BP announces Cameron settlement over Gulf oil spill
Oil giant BP has agreed a settlement with contractor Cameron International over the Gulf of Mexico oil spill.
Cameron was the designer and manufacturer of the blow-out preventer on the Deep Water Horizon project, which failed during the spill.
Under the agreement, which settles all claims between the firms, Cameron will pay BP $250m (£161.3m)
The money will be put into the $20bn trust BP set up for victims of the disaster, in which 11 people died.
The agreement is not an admission of liability by either Cameron or BP for last year's explosion, which led to the release of an estimated 780 million litres (206m gallons) of crude oil into the Gulf of Mexico.

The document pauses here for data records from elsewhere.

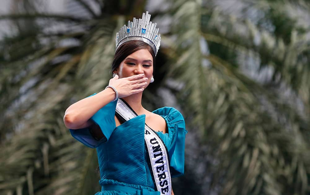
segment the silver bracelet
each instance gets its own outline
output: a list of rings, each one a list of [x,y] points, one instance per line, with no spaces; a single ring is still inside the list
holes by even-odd
[[[114,102],[117,100],[118,98],[118,92],[117,92],[117,90],[113,86],[111,86],[111,85],[108,85],[105,87],[105,89],[107,89],[108,88],[110,88],[113,90],[113,91],[115,93],[115,98],[114,98],[114,99],[112,100],[112,102]]]

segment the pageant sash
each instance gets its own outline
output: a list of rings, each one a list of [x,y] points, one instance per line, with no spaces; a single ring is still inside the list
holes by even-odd
[[[118,99],[116,105],[116,113],[127,121],[138,115],[126,103]],[[169,166],[169,155],[162,139],[146,124],[144,126],[144,141],[150,162],[153,177],[156,190],[161,195],[171,195],[171,176]]]

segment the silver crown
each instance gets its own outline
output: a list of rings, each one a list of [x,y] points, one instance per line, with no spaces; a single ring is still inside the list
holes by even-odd
[[[153,49],[155,55],[160,45],[160,34],[157,34],[159,29],[157,24],[150,21],[151,15],[148,11],[143,13],[142,18],[134,18],[132,22],[128,21],[128,25],[124,25],[116,33],[115,51],[122,44],[130,41],[140,40],[147,43]]]

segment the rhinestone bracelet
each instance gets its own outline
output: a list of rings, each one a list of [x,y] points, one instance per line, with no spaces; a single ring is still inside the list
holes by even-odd
[[[111,88],[111,89],[113,90],[113,91],[114,91],[114,92],[115,92],[115,98],[114,98],[114,100],[112,100],[112,101],[114,102],[115,101],[116,101],[116,100],[117,100],[117,98],[118,98],[118,92],[117,92],[117,90],[116,90],[116,89],[115,88],[114,88],[113,86],[111,86],[111,85],[108,85],[106,87],[105,89],[107,89],[107,88]]]

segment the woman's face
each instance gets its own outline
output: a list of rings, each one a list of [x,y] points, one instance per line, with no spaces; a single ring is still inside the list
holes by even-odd
[[[149,84],[153,74],[153,57],[147,49],[138,50],[126,57],[114,71],[119,78],[144,74]]]

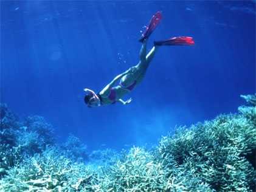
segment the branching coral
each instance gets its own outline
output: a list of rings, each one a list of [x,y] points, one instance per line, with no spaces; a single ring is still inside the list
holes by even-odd
[[[44,146],[54,143],[54,129],[44,117],[38,115],[29,116],[25,120],[24,126],[27,127],[27,131],[38,133],[40,139],[38,142],[44,143]]]
[[[100,157],[111,162],[99,169],[92,169],[93,163],[74,162],[72,156],[79,156],[83,145],[71,137],[61,149],[47,148],[5,170],[7,175],[0,180],[0,191],[252,192],[256,183],[256,98],[243,97],[252,106],[240,107],[237,114],[178,128],[174,135],[163,137],[151,151],[133,147],[122,156],[95,151],[91,160]],[[33,123],[27,126],[29,131],[36,129]],[[79,153],[69,157],[67,151],[72,150]]]
[[[78,137],[72,134],[67,137],[67,141],[61,148],[69,158],[75,161],[83,162],[88,159],[87,146],[83,144]]]
[[[60,153],[57,148],[47,148],[7,171],[0,180],[0,191],[76,191],[83,188],[93,191],[96,174]]]

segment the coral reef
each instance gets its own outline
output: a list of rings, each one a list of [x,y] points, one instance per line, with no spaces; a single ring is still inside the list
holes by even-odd
[[[4,170],[0,191],[255,191],[256,95],[241,97],[251,105],[239,107],[237,114],[178,128],[151,151],[99,150],[85,163],[79,160],[85,145],[71,136],[60,147],[46,147],[7,165],[12,167]]]
[[[84,162],[88,159],[87,146],[81,142],[80,139],[71,134],[66,142],[61,146],[67,157],[77,162]]]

The firms say the blast was the result of "complex and interlinked causes" involving multiple companies.
"Cameron is the fourth company to settle with BP and contribute to economic and environmental restoration efforts in the Gulf," said BP chief executive, Bob Dudley, in a statement.
"Unfortunately, other companies persist in refusing to accept responsibility for their roles in the accident and for contributing to restoration efforts," he added.

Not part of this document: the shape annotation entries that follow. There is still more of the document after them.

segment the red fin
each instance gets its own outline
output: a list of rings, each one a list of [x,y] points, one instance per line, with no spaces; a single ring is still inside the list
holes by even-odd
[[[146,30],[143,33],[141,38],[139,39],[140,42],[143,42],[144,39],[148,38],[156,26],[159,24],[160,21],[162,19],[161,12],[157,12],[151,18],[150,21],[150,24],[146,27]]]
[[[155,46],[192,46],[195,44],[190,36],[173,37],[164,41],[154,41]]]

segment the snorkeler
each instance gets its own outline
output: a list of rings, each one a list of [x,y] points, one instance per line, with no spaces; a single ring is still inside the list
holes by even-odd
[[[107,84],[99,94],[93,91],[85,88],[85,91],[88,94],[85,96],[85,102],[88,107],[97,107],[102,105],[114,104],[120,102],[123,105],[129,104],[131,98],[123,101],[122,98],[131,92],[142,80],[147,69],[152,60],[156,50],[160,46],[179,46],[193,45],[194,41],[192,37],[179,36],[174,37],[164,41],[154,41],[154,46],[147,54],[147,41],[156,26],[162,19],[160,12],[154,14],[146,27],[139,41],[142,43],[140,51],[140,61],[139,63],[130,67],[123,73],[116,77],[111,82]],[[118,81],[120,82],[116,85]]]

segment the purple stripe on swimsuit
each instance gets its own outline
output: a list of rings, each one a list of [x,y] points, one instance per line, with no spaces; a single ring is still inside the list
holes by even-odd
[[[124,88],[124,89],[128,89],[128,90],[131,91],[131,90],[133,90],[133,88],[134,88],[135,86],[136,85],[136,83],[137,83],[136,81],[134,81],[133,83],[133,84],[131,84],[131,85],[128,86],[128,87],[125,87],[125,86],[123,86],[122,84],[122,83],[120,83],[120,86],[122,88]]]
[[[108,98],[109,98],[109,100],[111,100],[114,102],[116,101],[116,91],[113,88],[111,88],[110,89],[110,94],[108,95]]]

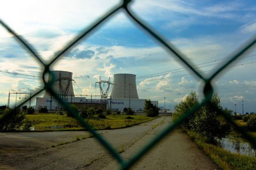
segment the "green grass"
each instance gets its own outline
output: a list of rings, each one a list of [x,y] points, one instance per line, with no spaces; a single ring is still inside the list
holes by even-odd
[[[232,153],[220,147],[206,143],[205,140],[196,133],[191,131],[188,131],[187,133],[198,146],[222,169],[256,169],[256,157]]]
[[[125,115],[107,115],[106,119],[95,117],[86,119],[87,122],[95,130],[113,129],[125,128],[152,120],[154,118],[144,116],[130,116],[134,118],[127,119]],[[95,116],[95,117],[96,116]],[[41,114],[27,115],[28,120],[34,123],[36,131],[79,130],[85,130],[75,119],[66,115],[55,114]]]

The deal with Cameron follows settlements between BP and MOEX and Andarko, the UK firm's partners in the Macondo well. BP has also settled with a supplier, Weatherford.

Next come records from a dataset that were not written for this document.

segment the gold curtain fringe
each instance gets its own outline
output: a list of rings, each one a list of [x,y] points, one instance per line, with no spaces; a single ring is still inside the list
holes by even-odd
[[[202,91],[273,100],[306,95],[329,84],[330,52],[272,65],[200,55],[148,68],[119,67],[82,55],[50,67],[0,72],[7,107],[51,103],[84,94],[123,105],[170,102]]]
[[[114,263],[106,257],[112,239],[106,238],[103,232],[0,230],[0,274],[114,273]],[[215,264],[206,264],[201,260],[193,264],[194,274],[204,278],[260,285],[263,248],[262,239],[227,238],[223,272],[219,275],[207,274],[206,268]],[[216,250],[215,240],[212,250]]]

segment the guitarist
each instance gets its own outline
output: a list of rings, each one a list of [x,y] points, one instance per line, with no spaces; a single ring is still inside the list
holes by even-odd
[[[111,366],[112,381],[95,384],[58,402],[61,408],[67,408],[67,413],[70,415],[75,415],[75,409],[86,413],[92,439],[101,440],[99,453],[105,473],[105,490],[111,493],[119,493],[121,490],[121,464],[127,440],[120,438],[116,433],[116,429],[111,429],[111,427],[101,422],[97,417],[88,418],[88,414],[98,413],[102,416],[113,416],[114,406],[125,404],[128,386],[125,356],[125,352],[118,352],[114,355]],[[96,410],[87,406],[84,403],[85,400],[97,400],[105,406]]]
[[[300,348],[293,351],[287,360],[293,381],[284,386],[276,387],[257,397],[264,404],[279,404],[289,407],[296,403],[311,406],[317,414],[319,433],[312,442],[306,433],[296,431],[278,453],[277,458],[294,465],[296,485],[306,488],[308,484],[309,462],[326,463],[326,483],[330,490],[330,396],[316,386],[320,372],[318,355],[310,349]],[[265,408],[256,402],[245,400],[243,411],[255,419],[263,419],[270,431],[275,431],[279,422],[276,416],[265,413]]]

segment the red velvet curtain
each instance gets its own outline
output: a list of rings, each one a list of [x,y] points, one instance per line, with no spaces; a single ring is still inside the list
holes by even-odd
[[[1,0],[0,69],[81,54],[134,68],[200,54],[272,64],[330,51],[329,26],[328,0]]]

However, BP remains in legal disputes with two of the largest companies involved in the project: Transocean, the owner and operator of the Deep Water Horizon rig, and Halliburton, which did the cementing job at the well.
BP has accused Halliburton of destroying evidence relating to the causes of the disaster.
At a hearing in a New Orleans court, BP said Halliburton had "intentionally" destroyed test results on its cement product used at the Macondo well.
Halliburton has denied this, saying the claims were "without merit".
The world's second-largest oilfields services provider has also accused BP of fraud and defamation in the investigation.
The trial between the two firms is due to being in February.